Véronique Courjault a menti à tout le monde

Publié le par Adriana EVANGELIZT

«Elle a menti à tout le monde»


Par Patricia TOURANCHEAU


Véronique Courjault a été mise en examen pour triple infanticide. Elle a avoué le meurtre d'un bébé né en France en 1999, avant les deux nés en 2002 et 2003 à Séoul.

Véronique Courjault, 38 ans, a été emprisonnée hier comme une criminelle en série. Elle a avoué avoir tué ses trois derniers bébés en quatre ans. «Elle a menti à tout le monde», dit un enquêteur. Même lors de ses premiers épanchements en garde à vue mercredi, où elle endossait la maternité de faux jumeaux qu'elle avait étouffés puis congelés. Elle a fini par craquer la nuit suivante. Il s'agissait en réalité de deux nourrissons nés à Séoul à une année d'intervalle, l'un en 2002, l'autre en 2003. Aux officiers de police judiciaire de Tours, Véronique Courjault a enfin avoué hier que ce n'était pas la première ni la deuxième fois qu'elle supprimait ses petits dès leur premier souffle.
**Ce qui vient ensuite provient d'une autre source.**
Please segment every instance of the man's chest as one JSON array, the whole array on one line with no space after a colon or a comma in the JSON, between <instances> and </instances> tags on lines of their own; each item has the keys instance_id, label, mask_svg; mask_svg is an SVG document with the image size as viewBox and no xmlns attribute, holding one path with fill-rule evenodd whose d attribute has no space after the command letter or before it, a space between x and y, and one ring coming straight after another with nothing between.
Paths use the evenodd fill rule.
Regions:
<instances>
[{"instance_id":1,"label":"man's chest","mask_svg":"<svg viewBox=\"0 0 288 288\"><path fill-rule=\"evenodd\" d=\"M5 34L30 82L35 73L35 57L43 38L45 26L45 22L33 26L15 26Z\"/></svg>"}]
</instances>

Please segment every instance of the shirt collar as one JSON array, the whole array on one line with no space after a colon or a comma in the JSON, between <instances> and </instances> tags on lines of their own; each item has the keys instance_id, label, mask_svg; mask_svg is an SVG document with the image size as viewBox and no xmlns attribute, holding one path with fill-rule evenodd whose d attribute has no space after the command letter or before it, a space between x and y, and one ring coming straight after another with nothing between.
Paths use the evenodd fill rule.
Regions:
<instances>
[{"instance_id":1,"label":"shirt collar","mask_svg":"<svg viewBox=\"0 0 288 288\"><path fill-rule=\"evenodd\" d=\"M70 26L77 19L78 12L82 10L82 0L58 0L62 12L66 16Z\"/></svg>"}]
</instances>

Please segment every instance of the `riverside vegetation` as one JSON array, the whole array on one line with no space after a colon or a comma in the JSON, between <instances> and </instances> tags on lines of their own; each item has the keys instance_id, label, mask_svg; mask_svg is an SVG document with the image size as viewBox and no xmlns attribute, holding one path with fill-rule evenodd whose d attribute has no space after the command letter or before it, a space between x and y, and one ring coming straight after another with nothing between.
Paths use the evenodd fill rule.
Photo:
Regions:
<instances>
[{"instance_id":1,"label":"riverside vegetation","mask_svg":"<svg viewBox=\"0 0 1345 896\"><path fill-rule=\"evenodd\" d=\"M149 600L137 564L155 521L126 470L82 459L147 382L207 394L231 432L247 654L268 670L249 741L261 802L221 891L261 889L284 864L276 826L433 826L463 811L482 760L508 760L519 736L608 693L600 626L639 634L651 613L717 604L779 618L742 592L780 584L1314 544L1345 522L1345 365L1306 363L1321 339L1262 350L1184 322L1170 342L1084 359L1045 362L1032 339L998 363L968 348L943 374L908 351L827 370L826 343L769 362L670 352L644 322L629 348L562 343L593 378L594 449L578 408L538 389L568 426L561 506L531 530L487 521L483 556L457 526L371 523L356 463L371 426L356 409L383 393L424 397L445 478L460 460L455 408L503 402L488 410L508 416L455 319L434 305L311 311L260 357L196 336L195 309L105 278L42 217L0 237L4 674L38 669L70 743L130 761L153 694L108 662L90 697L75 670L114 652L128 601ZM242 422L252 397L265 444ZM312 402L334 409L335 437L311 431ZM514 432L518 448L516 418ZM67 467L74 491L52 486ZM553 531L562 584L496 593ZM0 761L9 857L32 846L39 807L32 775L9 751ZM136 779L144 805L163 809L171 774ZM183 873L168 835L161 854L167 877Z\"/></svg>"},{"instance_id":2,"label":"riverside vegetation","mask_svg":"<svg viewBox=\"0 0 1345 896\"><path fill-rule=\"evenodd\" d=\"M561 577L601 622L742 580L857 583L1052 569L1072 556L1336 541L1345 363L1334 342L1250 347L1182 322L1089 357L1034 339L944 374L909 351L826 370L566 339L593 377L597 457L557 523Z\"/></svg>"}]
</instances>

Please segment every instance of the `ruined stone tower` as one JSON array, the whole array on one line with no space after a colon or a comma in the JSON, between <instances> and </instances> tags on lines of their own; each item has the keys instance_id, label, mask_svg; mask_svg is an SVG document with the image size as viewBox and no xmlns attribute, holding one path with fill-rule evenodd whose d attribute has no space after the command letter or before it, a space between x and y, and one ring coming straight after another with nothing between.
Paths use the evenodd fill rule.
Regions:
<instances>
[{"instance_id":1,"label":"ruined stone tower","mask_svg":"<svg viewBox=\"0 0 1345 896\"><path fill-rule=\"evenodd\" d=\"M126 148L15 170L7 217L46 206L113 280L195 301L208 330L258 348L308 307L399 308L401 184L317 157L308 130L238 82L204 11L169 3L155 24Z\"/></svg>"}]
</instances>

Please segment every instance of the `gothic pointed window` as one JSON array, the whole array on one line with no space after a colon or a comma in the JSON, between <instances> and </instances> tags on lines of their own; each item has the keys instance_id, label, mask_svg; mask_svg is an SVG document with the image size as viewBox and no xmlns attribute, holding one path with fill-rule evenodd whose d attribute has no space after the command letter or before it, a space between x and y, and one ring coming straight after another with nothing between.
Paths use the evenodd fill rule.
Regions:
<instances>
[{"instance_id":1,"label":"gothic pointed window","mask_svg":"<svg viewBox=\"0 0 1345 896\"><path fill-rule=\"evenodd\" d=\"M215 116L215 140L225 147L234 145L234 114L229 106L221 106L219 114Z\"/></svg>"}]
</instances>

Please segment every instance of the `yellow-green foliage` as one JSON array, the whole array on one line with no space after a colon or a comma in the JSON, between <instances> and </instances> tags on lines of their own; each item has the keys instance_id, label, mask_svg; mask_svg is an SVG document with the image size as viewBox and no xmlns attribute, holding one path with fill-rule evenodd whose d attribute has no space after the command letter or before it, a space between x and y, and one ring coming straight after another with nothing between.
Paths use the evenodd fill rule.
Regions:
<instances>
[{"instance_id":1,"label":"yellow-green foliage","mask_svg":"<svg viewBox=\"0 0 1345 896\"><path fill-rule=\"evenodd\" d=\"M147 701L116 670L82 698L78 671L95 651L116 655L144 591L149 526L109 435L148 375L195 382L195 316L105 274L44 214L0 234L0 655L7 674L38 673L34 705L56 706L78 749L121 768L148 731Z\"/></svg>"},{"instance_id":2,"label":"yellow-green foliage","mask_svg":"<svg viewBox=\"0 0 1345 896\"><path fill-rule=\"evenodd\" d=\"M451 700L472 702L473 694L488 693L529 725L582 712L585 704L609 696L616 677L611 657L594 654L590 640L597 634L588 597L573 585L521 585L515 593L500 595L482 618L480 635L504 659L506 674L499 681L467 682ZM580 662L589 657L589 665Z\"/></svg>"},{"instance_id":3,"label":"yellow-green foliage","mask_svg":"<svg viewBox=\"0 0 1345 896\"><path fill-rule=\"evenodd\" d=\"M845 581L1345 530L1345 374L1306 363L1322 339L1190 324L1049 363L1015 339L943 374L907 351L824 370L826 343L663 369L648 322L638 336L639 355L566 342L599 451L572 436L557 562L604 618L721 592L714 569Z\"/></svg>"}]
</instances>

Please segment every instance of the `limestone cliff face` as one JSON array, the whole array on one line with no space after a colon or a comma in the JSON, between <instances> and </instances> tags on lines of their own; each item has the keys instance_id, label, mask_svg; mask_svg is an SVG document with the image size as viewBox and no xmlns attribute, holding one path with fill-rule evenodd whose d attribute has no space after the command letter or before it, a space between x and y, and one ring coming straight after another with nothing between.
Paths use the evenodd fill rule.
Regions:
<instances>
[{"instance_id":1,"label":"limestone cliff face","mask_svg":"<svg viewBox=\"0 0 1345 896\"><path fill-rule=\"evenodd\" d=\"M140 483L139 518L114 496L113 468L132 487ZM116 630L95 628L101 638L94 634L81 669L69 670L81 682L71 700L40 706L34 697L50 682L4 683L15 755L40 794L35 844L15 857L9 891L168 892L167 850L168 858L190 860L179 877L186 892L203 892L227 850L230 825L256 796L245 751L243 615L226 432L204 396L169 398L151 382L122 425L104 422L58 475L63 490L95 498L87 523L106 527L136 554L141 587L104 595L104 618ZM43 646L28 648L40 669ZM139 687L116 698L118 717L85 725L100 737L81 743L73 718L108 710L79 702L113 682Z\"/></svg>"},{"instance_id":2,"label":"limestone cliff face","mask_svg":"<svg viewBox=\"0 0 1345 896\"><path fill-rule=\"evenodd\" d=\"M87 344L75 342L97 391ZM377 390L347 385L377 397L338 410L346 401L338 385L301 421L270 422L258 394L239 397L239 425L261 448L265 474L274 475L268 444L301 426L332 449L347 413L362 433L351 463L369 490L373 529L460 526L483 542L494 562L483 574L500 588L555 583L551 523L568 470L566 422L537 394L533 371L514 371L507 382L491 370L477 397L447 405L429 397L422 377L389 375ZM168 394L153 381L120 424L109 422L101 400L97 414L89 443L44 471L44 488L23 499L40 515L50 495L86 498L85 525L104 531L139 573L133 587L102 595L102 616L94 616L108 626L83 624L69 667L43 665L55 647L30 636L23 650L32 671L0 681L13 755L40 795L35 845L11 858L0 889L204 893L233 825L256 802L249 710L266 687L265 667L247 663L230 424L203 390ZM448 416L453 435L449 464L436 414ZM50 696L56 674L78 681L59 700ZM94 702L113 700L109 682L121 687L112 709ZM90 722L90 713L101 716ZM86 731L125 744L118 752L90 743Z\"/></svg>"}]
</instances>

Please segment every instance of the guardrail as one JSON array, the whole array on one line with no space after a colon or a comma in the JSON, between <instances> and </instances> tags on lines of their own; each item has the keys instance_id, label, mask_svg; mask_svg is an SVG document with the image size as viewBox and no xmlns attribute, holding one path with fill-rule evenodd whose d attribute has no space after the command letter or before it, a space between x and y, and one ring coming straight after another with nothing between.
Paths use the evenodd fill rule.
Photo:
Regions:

Elle «a déjà fait disparaître» un bébé par le feu, en juillet 1999 à Souvigny-de-Touraine (Indre-et-Loire). La police scientifique est en train de chercher des bouts d'os dans son jardin.

Véronique Courjault a été mise en examen pour «triple assassinat». Même si l'épouse dédouane son mari, expliquant qu'elle lui a caché ses grossesses, ses accouchements et ses infanticides, des soupçons pèsent sur Jean-Louis Courjault : «Il ne paraît pas réaliste ni crédible que le mari ait ignoré une, deux, trois grossesses et un, deux, trois meurtres de sa femme», dit un magistrat. C'est pourquoi le juge d'instruction devait le mettre en examen pour «complicité» à la demande du parquet.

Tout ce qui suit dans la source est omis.